---
base_model:
- google-bert/bert-base-uncased
datasets:
- ddrg/named_math_formulas
language:
- en
library_name: transformers
license: apache-2.0
pipeline_tag: fill-mask
tags:
- math
---

# **medBERT-base**

This repository contains a BERT-based model, **medBERT-base**, fine-tuned on the *gayanin/pubmed-gastro-maskfilling* dataset for the task of **Masked Language Modeling (MLM)**. The model is trained to predict masked tokens in medical and gastroenterological texts.
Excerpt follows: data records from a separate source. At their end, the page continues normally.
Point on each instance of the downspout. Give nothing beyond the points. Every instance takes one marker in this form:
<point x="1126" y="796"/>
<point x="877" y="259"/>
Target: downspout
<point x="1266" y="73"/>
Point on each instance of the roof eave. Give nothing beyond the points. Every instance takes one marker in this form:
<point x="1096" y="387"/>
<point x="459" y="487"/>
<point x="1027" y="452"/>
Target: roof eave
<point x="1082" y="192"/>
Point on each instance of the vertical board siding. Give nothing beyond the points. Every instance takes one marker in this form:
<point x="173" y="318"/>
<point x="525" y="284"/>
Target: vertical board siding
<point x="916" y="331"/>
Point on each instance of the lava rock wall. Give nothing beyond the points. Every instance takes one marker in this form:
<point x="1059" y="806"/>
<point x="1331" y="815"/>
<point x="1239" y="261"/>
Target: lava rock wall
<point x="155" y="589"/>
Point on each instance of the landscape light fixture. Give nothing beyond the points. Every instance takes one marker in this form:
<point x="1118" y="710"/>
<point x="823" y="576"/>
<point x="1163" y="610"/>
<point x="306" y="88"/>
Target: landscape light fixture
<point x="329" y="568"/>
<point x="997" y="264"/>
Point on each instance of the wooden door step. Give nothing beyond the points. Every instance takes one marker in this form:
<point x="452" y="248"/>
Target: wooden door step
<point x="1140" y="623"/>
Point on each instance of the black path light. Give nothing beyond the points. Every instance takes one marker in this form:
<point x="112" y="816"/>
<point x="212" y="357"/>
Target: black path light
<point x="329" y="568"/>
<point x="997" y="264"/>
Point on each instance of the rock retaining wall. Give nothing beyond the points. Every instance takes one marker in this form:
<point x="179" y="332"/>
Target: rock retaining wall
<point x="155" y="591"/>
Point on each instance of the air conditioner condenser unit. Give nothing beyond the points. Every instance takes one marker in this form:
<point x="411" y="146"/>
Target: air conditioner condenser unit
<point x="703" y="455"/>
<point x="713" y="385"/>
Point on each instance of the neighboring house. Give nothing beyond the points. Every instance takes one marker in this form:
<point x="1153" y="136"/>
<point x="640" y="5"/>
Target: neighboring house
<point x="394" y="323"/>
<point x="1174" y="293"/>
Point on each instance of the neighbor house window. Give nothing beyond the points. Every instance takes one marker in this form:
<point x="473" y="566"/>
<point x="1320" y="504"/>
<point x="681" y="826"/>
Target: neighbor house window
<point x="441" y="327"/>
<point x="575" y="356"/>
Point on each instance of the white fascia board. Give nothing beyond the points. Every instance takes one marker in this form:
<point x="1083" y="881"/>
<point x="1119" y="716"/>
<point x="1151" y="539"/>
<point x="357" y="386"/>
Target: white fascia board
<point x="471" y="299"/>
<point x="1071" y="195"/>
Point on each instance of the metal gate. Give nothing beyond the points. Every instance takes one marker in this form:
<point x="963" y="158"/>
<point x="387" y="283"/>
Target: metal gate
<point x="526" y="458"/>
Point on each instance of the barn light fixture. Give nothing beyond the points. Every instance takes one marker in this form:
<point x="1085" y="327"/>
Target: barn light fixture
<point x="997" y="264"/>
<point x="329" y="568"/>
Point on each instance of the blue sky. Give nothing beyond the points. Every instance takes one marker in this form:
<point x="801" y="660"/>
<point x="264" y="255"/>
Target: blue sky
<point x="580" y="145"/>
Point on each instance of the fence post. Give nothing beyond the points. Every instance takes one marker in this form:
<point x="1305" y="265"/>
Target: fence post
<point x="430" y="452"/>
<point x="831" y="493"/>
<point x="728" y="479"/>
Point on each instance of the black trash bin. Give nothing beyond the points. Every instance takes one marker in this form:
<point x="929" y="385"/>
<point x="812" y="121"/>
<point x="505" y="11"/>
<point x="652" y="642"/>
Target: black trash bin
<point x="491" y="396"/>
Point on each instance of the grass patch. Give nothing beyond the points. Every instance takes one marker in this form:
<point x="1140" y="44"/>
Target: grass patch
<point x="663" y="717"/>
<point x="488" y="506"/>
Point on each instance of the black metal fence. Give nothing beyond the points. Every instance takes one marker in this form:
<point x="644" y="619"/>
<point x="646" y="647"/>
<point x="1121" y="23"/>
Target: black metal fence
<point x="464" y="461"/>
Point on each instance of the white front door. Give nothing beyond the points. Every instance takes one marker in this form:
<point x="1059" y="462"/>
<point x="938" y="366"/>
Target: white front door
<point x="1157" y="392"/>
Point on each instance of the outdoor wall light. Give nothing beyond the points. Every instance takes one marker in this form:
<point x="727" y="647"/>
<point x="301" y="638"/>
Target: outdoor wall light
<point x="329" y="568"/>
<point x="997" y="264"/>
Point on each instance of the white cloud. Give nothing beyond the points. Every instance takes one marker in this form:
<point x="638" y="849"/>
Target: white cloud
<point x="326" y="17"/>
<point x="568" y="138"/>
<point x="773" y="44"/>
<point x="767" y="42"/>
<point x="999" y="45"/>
The goal of this project is to improve the model's understanding and generation of medical-related information in natural language contexts.

## **Model Architecture**
- **Base Model**: `bert-base-uncased`
- **Task**: Masked Language Modeling (MLM) for medical texts
- **Tokenizer**: BERT's WordPiece tokenizer

## **Usage**

### **Loading the Pre-trained Model**

You can load the pre-trained **medBERT-base** model using the Hugging Face `transformers` library:

'''
from transformers import BertTokenizer, BertForMaskedLM
import torch

tokenizer = BertTokenizer.from_pretrained('suayptalha/medBERT-base')
model = BertForMaskedLM.from_pretrained('suayptalha/medBERT-base').to("cuda")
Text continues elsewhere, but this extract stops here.